The Sala del Collegio itself, leading from this room, is full of Doges in all the magnificence of paint, above the tawdriest of wainscotting. Tintoretto gives us Doge Andrea Gritti praying to the Virgin, Doge Francesco Donato witnessing as an honoured guest the nuptials of S. Catherine, Doge Niccolo da Ponte surveying the Virgin in glory, and Doge Alvise Mocenigo condescending to adore his Saviour. Paul Veronese depicts an allegory of the battle of Lepanto in 1571, at which Venice temporarily overcame the Turks. The kneeling white-bearded warrior beside S. Giustina is the victor, afterwards Doge Sebastiano Venier, and Christ looks on in approval. Tintoretto also painted for the Palace a picture of this battle, but it perished in the fire of 1576. It is Veronese who painted the virtues and attributes on the ceiling, one of his most famous works being the woman with a web, who is sometimes called “Industry” and sometimes “Dialectics,” so flexible is symbolism. “Fidelity” has a dog with a fine trustful head. To my weary eye the finest of the groups is that of Mars and Neptune, with flying cherubs, which is superbly drawn and coloured. Nothing but a chaise-longue on which to lie supine, at ease, can make the study of these wonderful ceilings anything but a distressing source of fatigue.

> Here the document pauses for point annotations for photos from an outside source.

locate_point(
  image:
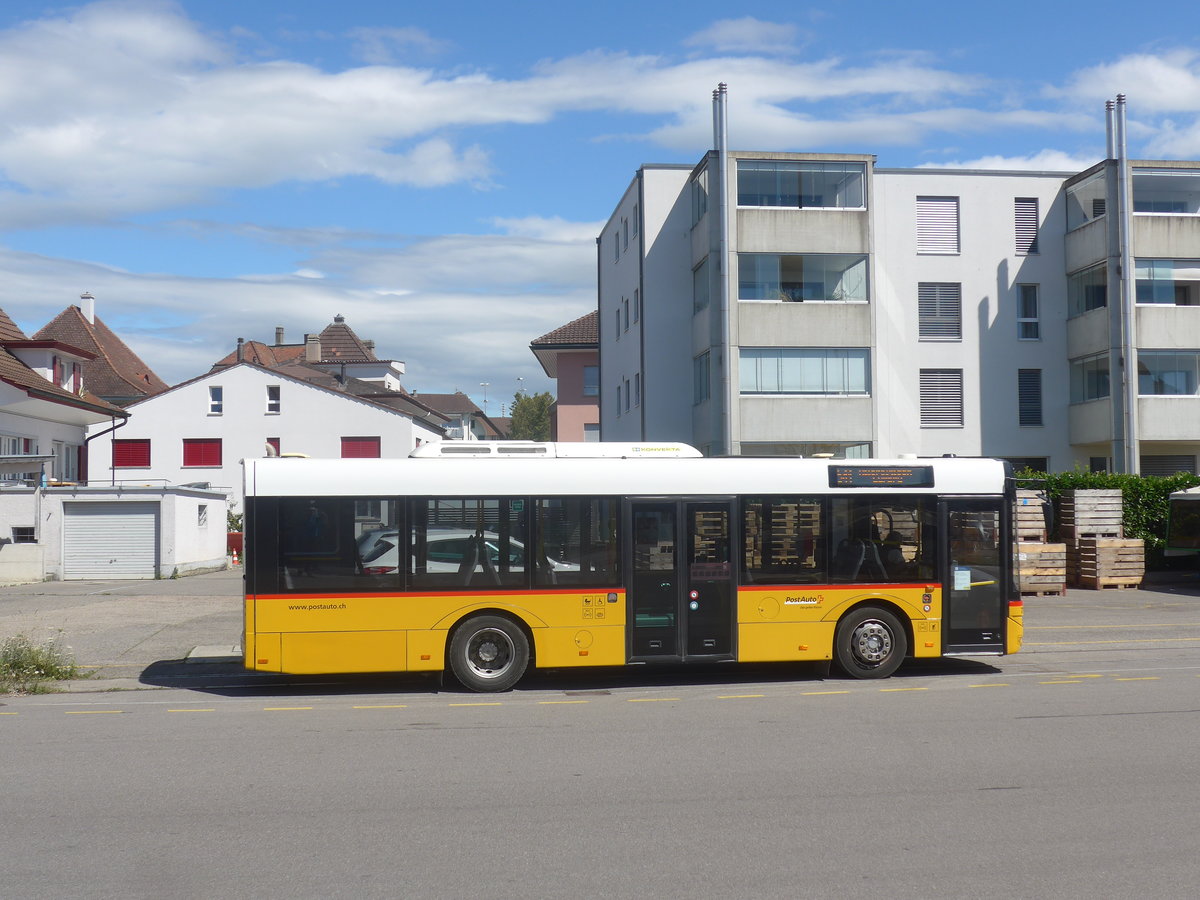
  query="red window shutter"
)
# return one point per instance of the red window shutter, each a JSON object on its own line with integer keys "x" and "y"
{"x": 360, "y": 448}
{"x": 202, "y": 451}
{"x": 131, "y": 454}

The next room is the Sala del Senato, and here again we find a blend of heaven and Venice, with Doges as a common denominator. A “Descent from the Cross” (by Tintoretto) is witnessed by Doge Pietro Lando and Doge Marcantonio Trevisan; and the same hand gives us Pietro Loredan imploring the aid of the Virgin. In the centre ceiling painting Tintoretto depicts Venice as Queen of the Sea. The other artist here is Palma the younger, whose principal picture represents Doge Leonardo Loredan presiding over an attack by a lion on a bull, typifying the position of the Republic when Pope Julius launched the League of Cambray against it in 1508. The Doge does not look dismayed, but Venice never recovered from the blow.
The room on the right of the throne leads to the chapel, which has several small pictures. A Giovanni Bellini is over the altar, but it is not one of his best. During his long life in Venice Bellini saw ten Doges, and in his capacity as ducal painter painted four of them.
Returning to the Sala delle Quattro Porte (by way of the “Bacchus and Ariadne” room, if we are wise), we make for the Sala del Consiglio dei Dieci, the terrible Council of Ten. All Venetian histories are eloquent upon this secret Tribunal, which, more powerful far than the Doge himself, for five centuries, beginning early in the fourteenth, ruled the city. On the walls are historical paintings which are admirable examples of story-telling, and on the ceiling are Veroneses, original or copied, the best of which depicts an old man with his head on his hand, fine both in drawing and colour. It was in the wall of the next room that the famous Bocca di Leone was placed, into which were dropped those anonymous charges against Venetian citizens which the Council of Ten investigated, and if true, or, very likely, if not true, punished with such swiftness and thoroughness. How a state that offered such easy temptations to anti-social baseness and treachery could expect to prosper one cannot imagine. It suggests that the Venetian knowledge of human nature was defective at the roots.